Муж вернулся в палату как раз тогда, когда Сава закричал.

Мне дали его подержать лишь на мгновение. Его мокрое красное тело прикоснулось к моей груди.

– Привет, Сава, – сказала я.


В моих заметках до сих пор хранится список имен:

– Савелий;

– Савва;

– Тимофей;

– Макар;

– Миша;

– Никола;

– Микита;

– Марк;

– Максим;

– Юра.


Я помню, как мы остановились на первом имени. Оно было мягким и льющимся, нежным и спокойным.

– Сава-Савелий, Савелий Журавелий, – потом будет говорить он, отвечая на вопрос “Как тебя зовут?”.

Сына запеленали в коричневое полотно, похожее на старые пыльные шторы. Он лежал в прозрачном боксе, вдали от меня, слишком далеко, и кряхтел. Я не могла разглядеть его. Леша успел сфотографировать его еще голым, с прозрачной мутно-белой трубкой необрезанной пуповины, зажатой щипцами. Когда он подошел показать фото, мой взгляд остановился сначала на этой прозрачной трубке, а затем перешел на огромную, какую-то несоразмерную телу ступню.

– Кажется, у него шесть пальцев, – произнесла я вопросительно.

На первом снимке УЗИ на руке у Савы был только один палец – большой. Он держал перед лицом руку с пальцем, поднятым вверх, словно уже знал про мою тревожность и говорил: “Все будет ок, мы справимся”. Рука-варежка. “Почему у него нет остальных пальцев? – спросила я у врача УЗИ. – Они еще появятся?”

Леша взял телефон и с серьезным лицом пересчитал их.
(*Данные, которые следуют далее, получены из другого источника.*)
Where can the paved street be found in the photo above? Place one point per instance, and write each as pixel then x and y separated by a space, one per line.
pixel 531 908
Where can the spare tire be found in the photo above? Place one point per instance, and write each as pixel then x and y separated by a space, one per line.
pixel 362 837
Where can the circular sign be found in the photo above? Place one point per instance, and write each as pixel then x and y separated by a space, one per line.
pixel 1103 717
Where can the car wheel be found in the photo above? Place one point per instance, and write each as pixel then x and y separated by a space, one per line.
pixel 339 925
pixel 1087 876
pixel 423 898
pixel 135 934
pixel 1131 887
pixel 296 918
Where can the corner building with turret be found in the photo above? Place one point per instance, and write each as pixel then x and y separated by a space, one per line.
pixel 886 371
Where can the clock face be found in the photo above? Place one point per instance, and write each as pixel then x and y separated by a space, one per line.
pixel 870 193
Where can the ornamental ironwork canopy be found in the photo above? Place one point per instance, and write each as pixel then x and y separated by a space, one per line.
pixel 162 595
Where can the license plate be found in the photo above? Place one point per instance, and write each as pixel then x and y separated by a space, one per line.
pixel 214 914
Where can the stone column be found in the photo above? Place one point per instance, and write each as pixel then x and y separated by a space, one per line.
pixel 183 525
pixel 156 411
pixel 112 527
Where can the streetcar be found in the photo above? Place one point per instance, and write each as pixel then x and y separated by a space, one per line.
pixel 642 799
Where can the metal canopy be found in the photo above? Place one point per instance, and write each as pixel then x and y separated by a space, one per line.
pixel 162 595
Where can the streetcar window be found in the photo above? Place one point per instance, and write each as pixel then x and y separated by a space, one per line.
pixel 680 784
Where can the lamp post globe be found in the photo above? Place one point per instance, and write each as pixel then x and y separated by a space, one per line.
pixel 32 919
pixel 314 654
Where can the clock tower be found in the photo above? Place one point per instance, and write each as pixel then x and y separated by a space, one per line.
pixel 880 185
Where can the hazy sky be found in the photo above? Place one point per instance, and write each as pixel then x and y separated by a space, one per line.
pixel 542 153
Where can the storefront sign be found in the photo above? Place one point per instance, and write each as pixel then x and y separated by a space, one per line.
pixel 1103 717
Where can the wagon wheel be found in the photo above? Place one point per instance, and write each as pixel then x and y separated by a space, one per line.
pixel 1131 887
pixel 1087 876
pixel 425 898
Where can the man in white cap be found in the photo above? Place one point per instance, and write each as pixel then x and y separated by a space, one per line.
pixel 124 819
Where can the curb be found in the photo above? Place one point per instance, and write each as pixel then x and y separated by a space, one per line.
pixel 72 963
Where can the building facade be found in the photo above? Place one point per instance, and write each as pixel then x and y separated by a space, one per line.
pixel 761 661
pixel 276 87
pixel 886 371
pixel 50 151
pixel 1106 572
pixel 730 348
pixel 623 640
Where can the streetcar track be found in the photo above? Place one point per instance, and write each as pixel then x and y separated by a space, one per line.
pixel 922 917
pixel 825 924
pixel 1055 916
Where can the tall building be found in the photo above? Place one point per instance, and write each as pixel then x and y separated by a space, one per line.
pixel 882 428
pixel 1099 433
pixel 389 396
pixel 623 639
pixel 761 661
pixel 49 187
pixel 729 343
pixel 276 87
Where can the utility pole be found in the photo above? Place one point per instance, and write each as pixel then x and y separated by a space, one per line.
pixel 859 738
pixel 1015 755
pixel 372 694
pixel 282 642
– Нет, все в порядке, пять. Просто они все одинаковой длины.

Врач зашивала мне промежность синими нитками, похожими мне как-то зашивали десну, и я знала, какие они на ощупь. Эти нитки врастут в мою кожу, она вспухнет, начнет гноиться. “Ну что ты такая неженка”, – скажет врач Марина на первом послеродовом осмотре. (Через год, когда это место все еще будет болеть, другой гинеколог отметит, что шов был наложен неряшливо, и на моей половой губе останется шрам.)
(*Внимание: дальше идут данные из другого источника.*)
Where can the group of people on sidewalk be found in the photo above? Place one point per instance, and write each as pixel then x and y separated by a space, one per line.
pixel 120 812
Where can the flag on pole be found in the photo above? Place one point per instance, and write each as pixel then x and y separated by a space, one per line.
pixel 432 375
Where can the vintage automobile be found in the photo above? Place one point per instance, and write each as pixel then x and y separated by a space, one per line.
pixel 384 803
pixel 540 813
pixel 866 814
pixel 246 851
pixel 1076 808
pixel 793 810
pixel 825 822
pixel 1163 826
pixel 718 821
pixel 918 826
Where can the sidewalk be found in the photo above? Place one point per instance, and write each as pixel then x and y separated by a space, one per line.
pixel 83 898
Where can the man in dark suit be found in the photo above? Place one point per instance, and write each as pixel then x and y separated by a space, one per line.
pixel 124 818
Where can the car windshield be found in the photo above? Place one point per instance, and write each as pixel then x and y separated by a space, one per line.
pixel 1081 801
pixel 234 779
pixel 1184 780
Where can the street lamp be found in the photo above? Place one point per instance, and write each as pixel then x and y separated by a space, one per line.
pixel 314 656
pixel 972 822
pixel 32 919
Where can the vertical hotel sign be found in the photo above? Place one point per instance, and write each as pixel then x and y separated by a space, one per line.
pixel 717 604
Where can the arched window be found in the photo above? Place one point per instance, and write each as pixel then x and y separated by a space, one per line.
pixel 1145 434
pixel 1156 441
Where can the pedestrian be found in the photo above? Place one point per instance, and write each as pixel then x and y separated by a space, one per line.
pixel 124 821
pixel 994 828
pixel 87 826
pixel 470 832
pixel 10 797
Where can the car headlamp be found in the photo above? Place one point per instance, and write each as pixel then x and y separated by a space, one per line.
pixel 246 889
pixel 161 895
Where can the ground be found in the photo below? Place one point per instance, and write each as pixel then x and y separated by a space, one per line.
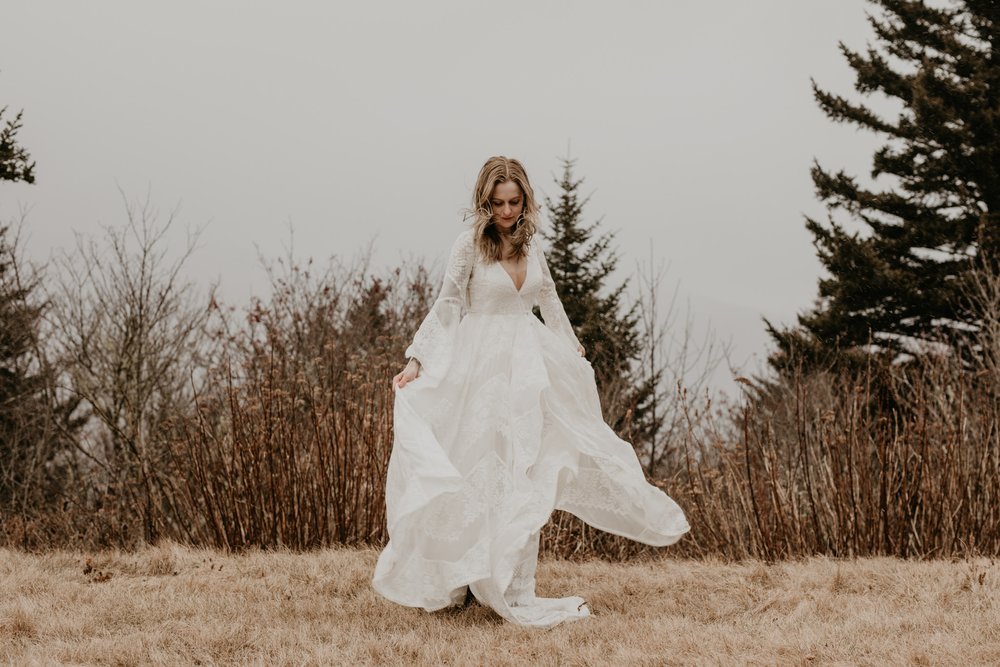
pixel 170 604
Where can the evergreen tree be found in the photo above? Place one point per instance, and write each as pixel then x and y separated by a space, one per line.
pixel 15 163
pixel 899 283
pixel 581 262
pixel 34 427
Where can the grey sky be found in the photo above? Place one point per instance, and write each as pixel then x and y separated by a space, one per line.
pixel 693 124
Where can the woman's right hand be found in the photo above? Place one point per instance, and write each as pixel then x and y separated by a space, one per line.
pixel 408 374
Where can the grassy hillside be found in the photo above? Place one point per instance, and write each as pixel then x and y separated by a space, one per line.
pixel 175 605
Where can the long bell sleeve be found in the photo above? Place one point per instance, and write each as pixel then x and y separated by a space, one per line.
pixel 551 307
pixel 434 340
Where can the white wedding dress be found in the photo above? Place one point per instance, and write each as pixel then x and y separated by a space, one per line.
pixel 502 426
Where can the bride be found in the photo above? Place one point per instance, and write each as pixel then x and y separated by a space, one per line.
pixel 497 423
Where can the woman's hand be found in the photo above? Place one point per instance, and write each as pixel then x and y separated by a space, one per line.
pixel 408 374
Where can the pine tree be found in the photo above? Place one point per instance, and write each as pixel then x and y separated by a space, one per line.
pixel 898 285
pixel 15 163
pixel 581 262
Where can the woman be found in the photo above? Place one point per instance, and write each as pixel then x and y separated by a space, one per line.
pixel 497 422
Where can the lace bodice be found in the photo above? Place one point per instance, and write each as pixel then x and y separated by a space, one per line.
pixel 474 286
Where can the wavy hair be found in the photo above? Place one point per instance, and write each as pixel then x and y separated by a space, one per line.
pixel 500 169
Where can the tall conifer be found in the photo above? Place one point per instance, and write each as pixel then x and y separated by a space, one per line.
pixel 934 216
pixel 581 261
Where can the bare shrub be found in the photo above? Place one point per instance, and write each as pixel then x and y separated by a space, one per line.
pixel 290 442
pixel 130 333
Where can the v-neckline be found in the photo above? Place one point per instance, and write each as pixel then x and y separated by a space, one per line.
pixel 513 284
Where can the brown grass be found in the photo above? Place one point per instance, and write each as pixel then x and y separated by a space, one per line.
pixel 177 605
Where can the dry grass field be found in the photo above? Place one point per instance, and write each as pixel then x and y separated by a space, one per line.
pixel 171 604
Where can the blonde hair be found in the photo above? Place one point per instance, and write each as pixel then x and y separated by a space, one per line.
pixel 500 169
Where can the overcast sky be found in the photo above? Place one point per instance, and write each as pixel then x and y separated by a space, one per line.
pixel 692 123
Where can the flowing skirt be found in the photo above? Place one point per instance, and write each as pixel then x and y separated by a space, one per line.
pixel 483 454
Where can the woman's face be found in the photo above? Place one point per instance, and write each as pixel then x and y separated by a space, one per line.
pixel 507 203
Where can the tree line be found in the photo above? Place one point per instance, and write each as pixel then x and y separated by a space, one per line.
pixel 132 406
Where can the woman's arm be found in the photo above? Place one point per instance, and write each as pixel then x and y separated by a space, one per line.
pixel 430 351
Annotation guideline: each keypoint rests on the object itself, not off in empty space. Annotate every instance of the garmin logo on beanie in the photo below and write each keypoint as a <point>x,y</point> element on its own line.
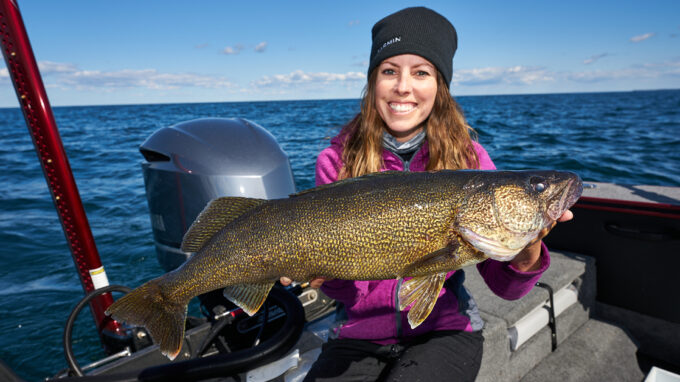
<point>419,31</point>
<point>390,42</point>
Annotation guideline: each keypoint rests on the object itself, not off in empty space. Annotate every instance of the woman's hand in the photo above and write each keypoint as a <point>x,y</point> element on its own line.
<point>530,258</point>
<point>315,283</point>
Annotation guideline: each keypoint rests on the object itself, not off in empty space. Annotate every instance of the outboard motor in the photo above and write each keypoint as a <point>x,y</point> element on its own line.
<point>189,164</point>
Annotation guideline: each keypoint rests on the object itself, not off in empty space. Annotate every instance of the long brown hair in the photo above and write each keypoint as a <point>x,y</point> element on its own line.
<point>448,135</point>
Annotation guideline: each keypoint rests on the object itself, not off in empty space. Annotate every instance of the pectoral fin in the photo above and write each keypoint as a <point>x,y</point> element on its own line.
<point>248,297</point>
<point>422,292</point>
<point>432,262</point>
Я по-прежнему ничего не чувствовала ниже пояса, и меня раздражало, что все происходит так долго, что мы с Савой все это время так далеко друг от друга. Что я не могу обнять его, прижать к себе. Я лежала, обнимая одной рукой зеленую бутыль с водой. Второй я придерживала зеленый таз, выданный акушеркой на случай, если меня все же вырвет.

Сын лежал в прозрачном боксе, словно кукла в музее. Леша в растерянности сидел между нами на стуле, он выглядел изможденным. Все закончилось ближе к пяти утра. Мы остались в палате втроем, ждать санитаров.

– Езжай домой, – сказала я Леше. – Ты очень устал. Только аккуратнее за рулем.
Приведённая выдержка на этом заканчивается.